Cette tendance, encore une fois, se manifeste dans une diversité de pratiques sociales et n’est pas l’apanage de la consommation de produits psychotropes. Cela se constate avec la montée en légitimité, par exemple, des droits de l’enfant ; avec les actions positives au bénéfice de tel ou tel sous-ensemble socioculturel dans la population ; avec la revendication du droit au mariage de personnes de même sexe, puis éventuellement, leur revendication à la parentalité ; avec les procédures de recours administratif à la disposition des étudiants contre une décision de leurs professeurs ; avec la « découverte » de droits des animaux, etc. Cette tendance est le témoin de la véracité d’un mouvement d’égalisation qui se déploie dans nos sociétés d’une part et, d’autre part, l’un de ses puissants adjuvants.

Faut-il se plaindre de la perte d’autorité que ce mouvement charrie avec lui d’une manière plutôt évidente ? Convient-il au contraire de se réjouir de ces avancées vers une plus grande « égalisation des conditions », comme disait Alexis de Tocqueville peu avant les années 1840 (Bellah, R.N., 1992) en observant la démocratie nord-américaine ? Tout en sachant qu’un retour en arrière n’est guère plausible et qu’une fuite en avant n’est pas vraiment souhaitable, la question qui se pose est celle d’une troisième possibilité, et sa formulation demande de comprendre les effets de ce mouvement. Pour dire les choses autrement, il n’est pas certain qu’un tel contexte sociétal soit déforcé dans ses capacités de régulation des comportements individuels par un déficit d’autorité. Ce qui est en question serait plutôt le passage d’un type d’autorité hiérarchique vers un autre, qui nous est pour l’heure difficile de qualifier finement. De manière symétrique, il n’est pas certain non plus que les revendications de singularités correspondent à l’équivalent d’un débordement des subjectivités que certains n’hésitent pas à qualifier de narcissiques. Ce qui est en question par contre, c’est la capacité de chacun, par ses choix de vie qui le singularisent, de devenir sa propre autorité, d’exercer un autocontrôle sur soi, mais tout cela sous quelle forme ?

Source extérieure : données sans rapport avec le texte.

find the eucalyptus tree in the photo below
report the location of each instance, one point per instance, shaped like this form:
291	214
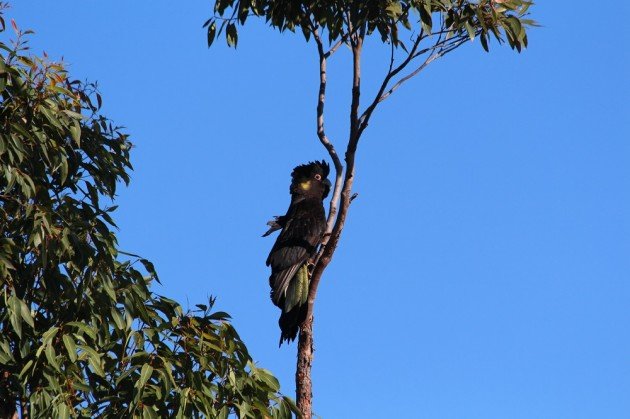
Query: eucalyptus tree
82	334
416	32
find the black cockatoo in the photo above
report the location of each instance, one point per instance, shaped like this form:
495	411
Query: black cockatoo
303	227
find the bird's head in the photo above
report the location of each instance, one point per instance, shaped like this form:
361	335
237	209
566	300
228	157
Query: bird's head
311	180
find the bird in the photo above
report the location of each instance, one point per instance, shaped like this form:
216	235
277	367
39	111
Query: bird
302	229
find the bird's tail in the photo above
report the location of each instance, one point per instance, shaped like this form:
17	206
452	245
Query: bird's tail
292	300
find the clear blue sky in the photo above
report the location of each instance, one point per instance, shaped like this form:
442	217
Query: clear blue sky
485	268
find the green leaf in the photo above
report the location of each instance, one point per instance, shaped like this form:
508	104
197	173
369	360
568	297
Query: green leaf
212	32
145	374
14	315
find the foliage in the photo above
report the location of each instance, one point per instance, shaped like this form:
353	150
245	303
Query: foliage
81	333
389	18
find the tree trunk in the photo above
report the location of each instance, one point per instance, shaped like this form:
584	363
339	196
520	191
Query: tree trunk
303	383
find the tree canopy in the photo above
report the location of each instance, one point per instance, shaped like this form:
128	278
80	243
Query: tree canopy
82	333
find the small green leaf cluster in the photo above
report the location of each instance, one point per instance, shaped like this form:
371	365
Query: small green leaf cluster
388	18
297	292
81	333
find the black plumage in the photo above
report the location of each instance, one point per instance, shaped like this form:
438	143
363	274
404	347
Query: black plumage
303	227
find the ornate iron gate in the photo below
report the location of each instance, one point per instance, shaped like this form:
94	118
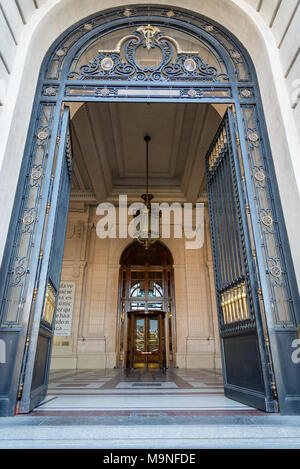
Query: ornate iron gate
257	274
36	361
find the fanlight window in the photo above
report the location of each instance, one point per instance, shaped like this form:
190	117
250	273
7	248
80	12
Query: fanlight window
148	53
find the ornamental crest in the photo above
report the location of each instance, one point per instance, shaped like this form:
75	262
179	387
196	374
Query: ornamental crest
149	55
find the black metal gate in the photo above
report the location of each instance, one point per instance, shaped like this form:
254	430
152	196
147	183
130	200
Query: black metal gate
36	361
246	361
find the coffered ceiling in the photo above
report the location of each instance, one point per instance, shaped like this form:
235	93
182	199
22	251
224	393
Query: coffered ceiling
110	156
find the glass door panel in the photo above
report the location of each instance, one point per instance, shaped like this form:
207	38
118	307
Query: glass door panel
140	343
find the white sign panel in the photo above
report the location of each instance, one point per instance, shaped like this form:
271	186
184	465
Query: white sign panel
64	312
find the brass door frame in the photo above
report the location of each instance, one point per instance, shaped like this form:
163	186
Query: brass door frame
130	331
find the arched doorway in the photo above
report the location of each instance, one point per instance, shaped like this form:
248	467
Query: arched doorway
146	318
84	66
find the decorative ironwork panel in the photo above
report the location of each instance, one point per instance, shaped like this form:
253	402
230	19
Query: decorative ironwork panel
231	265
94	27
276	271
16	281
149	54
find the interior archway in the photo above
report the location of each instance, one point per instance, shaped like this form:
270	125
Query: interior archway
243	127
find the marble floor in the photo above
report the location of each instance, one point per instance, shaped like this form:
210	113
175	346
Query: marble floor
174	392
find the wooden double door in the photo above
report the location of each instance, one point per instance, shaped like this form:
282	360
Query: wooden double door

Pour aller à l’essentiel, il nous semble opportun d’étudier les deux facettes de cette troisième tendance. Tout d’abord, le passage d’une « verticalité » vers une « horizontalité » dans la question de l’autorité – le passage d’un mode hiérarchique d’exercice de l’autorité vers un mode dialogique de la négociation des revendications – est un puissant générateur d’un mouvement de pacification des moeurs. C’est-à-dire que le potentiel de violence que contient le principe hiérarchique régresse – que ce soit sous la forme de jacqueries diverses, de chahuts dans une classe d’école, de transgression dans le domaine de la sexualité, ou encore de « défonces », etc. Par contre – seconde facette – la conflictualité, d’une manière générale, augmente : les individus sont, par la force de cette tendance, captés par des différends, par des débats, bref par des négociations sans fin.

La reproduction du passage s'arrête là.